Digital literacy has its critics, however,  and I’m not sure I would recommend it for all ability groups. I became an English Teacher because I was inspired by books, poems, and plays and wanted to share that love of language with others. I still get a thrill when they ‘get’ ‘Hamlet’ or ‘Macbeth’, ‘The Catcher in the Rye’ or ‘Lord of the Flies’, ‘November’ or ‘Out, out-‘ ; but there are kids who will never get it, whatever ‘it’ may be, will never belong to that world. We need to do something about that.

My class of demotivated learners – the same class who undertook the Sugata Mitra/ Carol Dweck lesson earlier in the year – have been working on Machinarium. If you haven’t heard of it yet it’s a puzzle point-and-click adventure game developed by Amanita Design (thank you Wikipedia) and, as a stimulus for lots of quality writing, it is simply wonderful. There is a free three level demo which my class have been working on but the downloaded paid version has thirty levels. I gave my lot a handful of lap tops and left them to it.
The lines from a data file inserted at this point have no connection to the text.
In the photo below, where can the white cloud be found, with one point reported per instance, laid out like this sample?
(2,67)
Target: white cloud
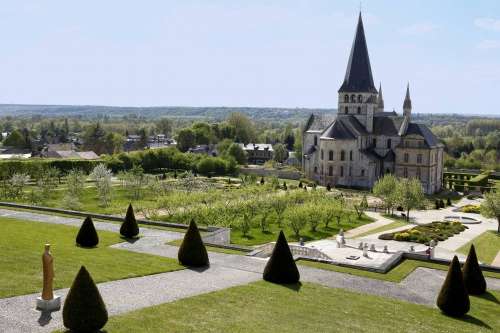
(489,44)
(487,23)
(418,29)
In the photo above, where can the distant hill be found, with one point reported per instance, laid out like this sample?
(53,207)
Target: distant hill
(212,113)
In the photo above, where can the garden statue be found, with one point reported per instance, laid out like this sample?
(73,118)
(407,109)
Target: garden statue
(48,302)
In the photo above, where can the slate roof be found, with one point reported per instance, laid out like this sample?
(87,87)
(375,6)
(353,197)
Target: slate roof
(420,129)
(358,76)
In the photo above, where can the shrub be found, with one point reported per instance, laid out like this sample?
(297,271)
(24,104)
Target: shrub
(129,228)
(281,267)
(453,299)
(84,310)
(192,251)
(87,235)
(473,276)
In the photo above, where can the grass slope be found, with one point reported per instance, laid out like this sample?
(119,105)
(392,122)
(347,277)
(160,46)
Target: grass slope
(22,247)
(259,307)
(487,246)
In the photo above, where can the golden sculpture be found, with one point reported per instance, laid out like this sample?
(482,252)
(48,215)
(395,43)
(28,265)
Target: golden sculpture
(48,274)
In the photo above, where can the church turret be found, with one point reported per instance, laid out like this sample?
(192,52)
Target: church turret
(380,100)
(407,103)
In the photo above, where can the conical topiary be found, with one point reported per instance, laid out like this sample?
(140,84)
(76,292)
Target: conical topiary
(87,235)
(281,267)
(453,298)
(192,251)
(473,276)
(84,310)
(129,228)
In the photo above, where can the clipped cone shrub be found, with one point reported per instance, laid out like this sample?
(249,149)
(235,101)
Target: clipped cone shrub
(192,251)
(84,310)
(129,228)
(473,276)
(281,267)
(87,235)
(453,298)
It doesn’t fit the mould of the usual ‘shooty gun’ games they are used to and challenges them to work out problems and think of strategies and sequences. I ensured that they got a taste of their own medicine as I replied, ‘I don’t know’ to every question, but the initial confusion was quickly overcome as one pair, then another, then everyone began to manoeuvre through the stages. Their sense of achievement as they moved on was something they have struggled to find this year. The classroom was buzzing.

The wonderful graphics are ripe for descriptive work on setting, which will, hopefully, lead to some great imaginative work; they want to create an advertising campaign to publicise the game; and they are currently working on a functional help guide. Not bad for a class who would not write, never mind could not- not well anyway. They are now blogging on GLOW and producing pieces of writing of a far more sophisticated standard.

What I’ve learned from dipping my toe into the world of digital literacy this year is that it may not be a panacea for all but in my never-ending quest to engage the disengaged it has been amazing.  It is not and should never be a replacement for reading quality literature – I still feel it is my duty to open this world up to them – but as an aid to writing I couldn’t recommend it highly enough.

Don’t dismiss digital literacy as a modern fad. It doesn’t mean you have to ditch the classics; but Machinarium may just be the answer to some of your prayers.